Für Emme und Max, die Zwillinge von Jennifer Lopez, scheinen die unbeschwerten Tage gezählt zu sein. Angeblich sollen die erst Dreijährigen in Kürze auf eine Scientology Schule gehen - zumindest wenn es nach Mama J.Lo geht. Seit Jahren schwärmt sie öffentlich von der umstrittenen Glaubensgemeinschaft: „Ich weiß viel über Scientology. Ich kenne ihre Praktiken. Ich weiß genau, worum es in ihren Techniken und so weiter geht. Ich denke, es ist sehr hilfreich.“

Sympathie für die Sekte, die offenbar in der Familie liegt.
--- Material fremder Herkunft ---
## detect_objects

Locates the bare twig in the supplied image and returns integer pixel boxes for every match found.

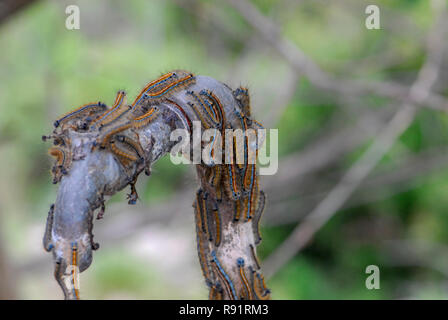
[224,0,448,112]
[267,147,448,226]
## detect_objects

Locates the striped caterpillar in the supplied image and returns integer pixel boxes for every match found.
[190,86,270,300]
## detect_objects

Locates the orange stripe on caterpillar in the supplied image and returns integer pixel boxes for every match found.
[48,147,65,167]
[131,72,176,108]
[48,145,72,183]
[237,258,252,300]
[210,251,237,300]
[211,204,221,247]
[115,134,144,161]
[209,283,223,300]
[200,90,226,128]
[199,90,225,130]
[195,189,207,233]
[186,90,221,129]
[215,183,223,203]
[204,196,215,243]
[97,121,132,149]
[223,164,242,200]
[243,164,258,222]
[186,101,212,130]
[71,243,80,300]
[233,108,249,176]
[132,107,158,129]
[91,91,128,129]
[234,198,241,222]
[250,267,270,300]
[143,73,195,100]
[53,101,107,128]
[196,218,213,287]
[207,165,222,187]
[109,140,138,167]
[233,87,251,117]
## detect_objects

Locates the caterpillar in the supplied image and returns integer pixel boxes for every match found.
[223,164,242,200]
[48,146,72,184]
[126,177,139,205]
[209,283,223,300]
[131,72,177,108]
[252,190,265,245]
[215,183,223,203]
[237,258,252,300]
[249,244,261,270]
[115,134,145,162]
[186,101,212,130]
[53,101,107,129]
[199,90,225,130]
[233,109,249,176]
[233,199,241,222]
[195,189,208,234]
[97,121,133,149]
[243,164,258,221]
[195,206,213,286]
[43,204,54,252]
[132,107,158,129]
[71,242,80,300]
[211,203,221,247]
[186,90,221,129]
[207,165,222,187]
[205,198,215,243]
[109,140,138,168]
[203,128,221,167]
[139,71,195,103]
[254,271,270,300]
[233,87,251,117]
[249,267,270,300]
[91,91,129,130]
[199,90,226,130]
[210,251,237,300]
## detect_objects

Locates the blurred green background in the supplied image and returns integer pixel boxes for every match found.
[1,0,448,299]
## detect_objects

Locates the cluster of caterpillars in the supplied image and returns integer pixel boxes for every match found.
[43,70,196,203]
[189,87,270,300]
[43,70,269,299]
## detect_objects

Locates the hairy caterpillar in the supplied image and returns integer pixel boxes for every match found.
[43,204,54,252]
[91,91,129,130]
[211,250,237,300]
[53,101,107,129]
[233,87,251,117]
[132,107,158,129]
[249,244,261,270]
[186,90,221,129]
[71,242,80,300]
[237,258,252,300]
[252,190,266,245]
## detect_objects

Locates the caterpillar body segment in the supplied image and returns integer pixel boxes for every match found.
[54,101,108,130]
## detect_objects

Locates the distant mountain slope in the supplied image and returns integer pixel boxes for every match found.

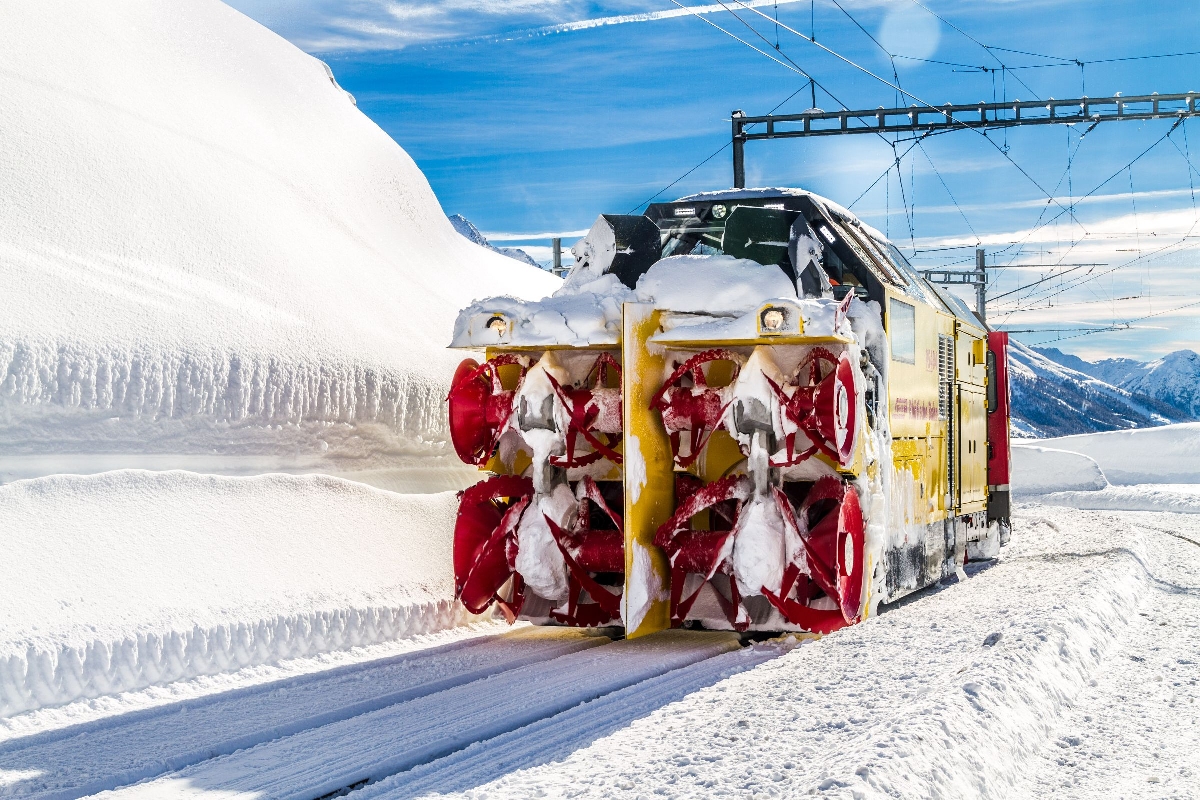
[1035,346,1200,420]
[1112,350,1200,418]
[448,214,543,269]
[1008,341,1192,438]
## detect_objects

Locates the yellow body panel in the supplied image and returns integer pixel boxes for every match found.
[883,287,989,520]
[621,304,674,639]
[958,385,988,512]
[650,334,853,348]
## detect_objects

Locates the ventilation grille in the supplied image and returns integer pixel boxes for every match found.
[938,335,955,420]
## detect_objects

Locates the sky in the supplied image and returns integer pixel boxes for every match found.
[227,0,1200,361]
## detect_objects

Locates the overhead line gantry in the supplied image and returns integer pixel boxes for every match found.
[729,91,1200,324]
[731,92,1199,188]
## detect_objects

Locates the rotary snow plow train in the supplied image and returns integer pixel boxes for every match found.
[447,189,1012,638]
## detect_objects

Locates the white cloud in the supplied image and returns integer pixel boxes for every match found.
[228,0,820,52]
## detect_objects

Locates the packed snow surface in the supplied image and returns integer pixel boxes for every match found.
[0,470,470,718]
[0,0,558,481]
[357,506,1196,799]
[1035,483,1200,514]
[4,505,1195,798]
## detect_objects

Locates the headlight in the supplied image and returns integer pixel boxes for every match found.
[711,204,728,219]
[760,307,786,332]
[485,315,507,335]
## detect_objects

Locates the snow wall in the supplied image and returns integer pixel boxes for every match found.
[0,471,469,718]
[0,0,559,485]
[1011,446,1108,494]
[0,0,559,717]
[1038,422,1200,485]
[1013,423,1200,514]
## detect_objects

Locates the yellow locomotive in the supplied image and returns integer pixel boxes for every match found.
[448,189,1012,637]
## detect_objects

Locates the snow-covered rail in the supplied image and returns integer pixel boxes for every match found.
[0,627,608,799]
[101,631,752,800]
[0,629,777,799]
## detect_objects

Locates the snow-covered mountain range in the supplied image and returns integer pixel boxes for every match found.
[448,214,543,269]
[1009,341,1199,438]
[1035,346,1200,419]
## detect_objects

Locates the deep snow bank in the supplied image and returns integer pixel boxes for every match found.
[1038,422,1200,485]
[1012,425,1200,512]
[1011,445,1108,494]
[1034,484,1200,514]
[0,471,469,718]
[0,0,558,479]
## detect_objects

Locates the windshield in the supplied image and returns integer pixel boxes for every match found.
[659,221,726,258]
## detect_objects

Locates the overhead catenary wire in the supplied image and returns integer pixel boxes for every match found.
[903,0,1043,100]
[632,0,900,214]
[624,1,827,214]
[989,118,1185,269]
[630,0,1197,342]
[1000,297,1200,341]
[729,1,1080,223]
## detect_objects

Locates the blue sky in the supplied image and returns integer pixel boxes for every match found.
[229,0,1200,361]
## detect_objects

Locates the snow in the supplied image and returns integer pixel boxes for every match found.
[635,255,796,315]
[2,495,1197,797]
[652,296,848,344]
[0,470,473,718]
[1035,484,1200,514]
[452,254,824,350]
[450,273,631,349]
[326,505,1195,800]
[1038,422,1200,485]
[102,632,741,799]
[514,485,574,605]
[624,433,646,505]
[0,625,602,798]
[730,495,787,596]
[2,4,1197,793]
[1011,445,1109,494]
[1013,425,1200,513]
[0,0,559,484]
[620,542,666,635]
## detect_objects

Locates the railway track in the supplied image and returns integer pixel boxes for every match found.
[0,628,786,799]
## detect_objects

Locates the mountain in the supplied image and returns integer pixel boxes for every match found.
[1035,346,1200,420]
[1008,341,1194,438]
[448,214,544,270]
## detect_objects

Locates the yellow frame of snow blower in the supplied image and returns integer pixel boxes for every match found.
[620,303,674,638]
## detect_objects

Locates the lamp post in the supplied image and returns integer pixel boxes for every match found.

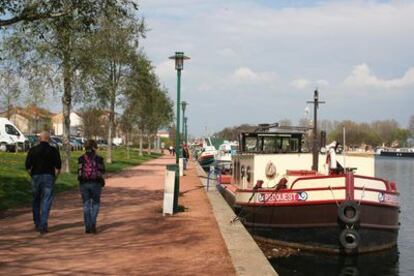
[184,117,188,144]
[169,51,190,212]
[181,101,188,143]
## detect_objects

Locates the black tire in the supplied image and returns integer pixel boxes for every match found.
[339,266,359,276]
[338,201,360,224]
[339,229,360,250]
[0,143,7,152]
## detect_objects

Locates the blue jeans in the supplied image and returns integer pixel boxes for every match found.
[184,158,188,170]
[31,174,55,230]
[80,182,102,230]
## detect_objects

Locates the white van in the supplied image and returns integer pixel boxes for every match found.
[0,117,27,152]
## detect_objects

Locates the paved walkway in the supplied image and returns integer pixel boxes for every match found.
[0,155,235,275]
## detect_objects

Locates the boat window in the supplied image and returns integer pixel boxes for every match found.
[245,137,258,152]
[290,138,299,152]
[263,137,277,153]
[281,138,290,152]
[5,124,20,136]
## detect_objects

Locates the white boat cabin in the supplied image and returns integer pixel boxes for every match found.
[232,130,375,190]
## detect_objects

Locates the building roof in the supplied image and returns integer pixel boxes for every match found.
[0,105,55,120]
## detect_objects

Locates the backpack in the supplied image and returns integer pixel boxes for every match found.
[81,154,100,181]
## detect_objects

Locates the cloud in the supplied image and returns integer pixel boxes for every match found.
[229,67,278,84]
[154,60,176,80]
[291,78,329,90]
[290,79,310,90]
[344,63,414,89]
[138,0,414,135]
[218,48,237,58]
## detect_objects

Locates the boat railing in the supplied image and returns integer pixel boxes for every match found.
[289,173,397,193]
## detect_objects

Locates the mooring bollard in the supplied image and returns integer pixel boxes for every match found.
[179,158,184,176]
[163,164,176,215]
[206,165,216,191]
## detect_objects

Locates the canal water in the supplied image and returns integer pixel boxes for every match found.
[270,157,414,276]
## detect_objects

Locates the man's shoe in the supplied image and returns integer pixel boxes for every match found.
[85,229,91,234]
[91,224,97,234]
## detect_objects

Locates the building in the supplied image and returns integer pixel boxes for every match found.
[52,112,83,136]
[157,129,170,139]
[0,105,54,134]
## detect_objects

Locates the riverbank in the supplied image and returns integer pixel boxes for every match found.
[195,162,278,276]
[0,154,235,275]
[0,148,160,211]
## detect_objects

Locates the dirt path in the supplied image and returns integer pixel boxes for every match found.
[0,155,235,275]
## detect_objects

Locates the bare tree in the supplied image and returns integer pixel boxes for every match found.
[80,108,105,139]
[0,69,20,119]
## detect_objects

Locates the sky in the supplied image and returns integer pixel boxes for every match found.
[136,0,414,136]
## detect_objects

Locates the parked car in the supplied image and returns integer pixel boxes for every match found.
[70,137,83,151]
[0,117,27,152]
[50,136,63,149]
[26,135,39,148]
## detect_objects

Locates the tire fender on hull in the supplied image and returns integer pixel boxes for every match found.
[339,228,360,251]
[338,201,360,225]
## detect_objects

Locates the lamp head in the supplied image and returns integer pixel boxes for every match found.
[169,51,190,70]
[181,101,188,112]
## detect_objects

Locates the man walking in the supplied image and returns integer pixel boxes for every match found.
[25,131,61,234]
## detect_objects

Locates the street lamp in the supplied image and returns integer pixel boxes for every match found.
[169,51,190,213]
[184,117,188,144]
[181,101,188,143]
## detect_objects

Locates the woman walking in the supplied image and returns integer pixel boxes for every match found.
[78,140,105,234]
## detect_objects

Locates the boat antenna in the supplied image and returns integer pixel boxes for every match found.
[307,89,326,171]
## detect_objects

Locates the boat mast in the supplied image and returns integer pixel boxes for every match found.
[307,89,325,171]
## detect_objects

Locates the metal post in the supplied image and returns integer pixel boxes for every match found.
[174,69,181,212]
[182,106,185,143]
[307,89,325,172]
[184,117,188,144]
[313,91,318,171]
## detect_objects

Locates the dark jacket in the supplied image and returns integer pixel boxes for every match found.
[25,142,62,176]
[77,152,105,185]
[182,148,190,159]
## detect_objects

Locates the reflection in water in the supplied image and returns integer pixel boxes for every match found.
[269,157,414,276]
[270,248,399,276]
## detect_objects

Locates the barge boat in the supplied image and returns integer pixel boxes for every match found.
[218,127,400,255]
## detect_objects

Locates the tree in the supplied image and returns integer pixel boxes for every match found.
[83,9,145,163]
[0,68,20,119]
[0,1,69,26]
[122,53,173,155]
[2,1,140,172]
[408,115,414,137]
[80,107,105,139]
[0,1,140,27]
[278,119,292,127]
[214,124,257,141]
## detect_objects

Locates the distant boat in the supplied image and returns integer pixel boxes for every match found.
[197,137,217,170]
[377,147,414,158]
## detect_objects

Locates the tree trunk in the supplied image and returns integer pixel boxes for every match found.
[126,129,130,160]
[6,101,11,120]
[139,128,143,156]
[62,58,72,173]
[106,93,115,164]
[148,135,151,155]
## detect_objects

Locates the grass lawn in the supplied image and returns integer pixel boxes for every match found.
[0,148,161,211]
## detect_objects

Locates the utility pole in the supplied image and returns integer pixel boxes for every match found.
[307,89,325,171]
Jennifers Vater ist seit mehr als 20 Jahren Mitglied bei den Scientologen, bei denen selbst die Erziehung der Kinder vor allem eines bedeutet: Härte und Drill. „Sie werden von Anfang an gedrillt, sie bekommen dieselben Kurse und Seminare wie die Erwachsenen.
Nach Scientology gibt es keine Kinder, sondern nur Geist-Wesen“, weiß Sektenexpertin Ursula Caberta.


*tssss....
Gruss vom Gollum*


----------



## BlueLynne (23 Aug. 2011)

ob das sinnvoll ist ..... ?


----------



## Nielebock (24 Aug. 2011)

ich weiß nicht ob das den Kindern gut tut,wenn J.Lo so verrückt ist nach dieser Sekte,so soll Sie doch die Kinder lieber Kinder sein lassen und nicht auf so einer Schule schicken


----------



## Punisher (25 Aug. 2011)

wann wird Scientology verboten?


----------



## Chamser81 (25 Aug. 2011)

Punisher schrieb:


> wann wird Scientology verboten?



Das wird in den USA wohl nie der Fall sein!


----------



## Franky70 (26 Aug. 2011)

Herr Cruise und Frau Lopez können ja glauben, was sie wollen, aber Kinder sollte man aus solchen Ideologien, Sekten raushalten.
Sie sollen unbeschwert aufwachsen, verdammt.


----------



## KarlHeinz23 (27 Aug. 2011)

Damit wächst die die Zahl derer, die ich mir weder anschaue noch anhöre. Das sich irgendwelche Habenichtse sich denen anschließen um auch an deren Profit teilzuhaben, kann man ja noch verstehen ...


----------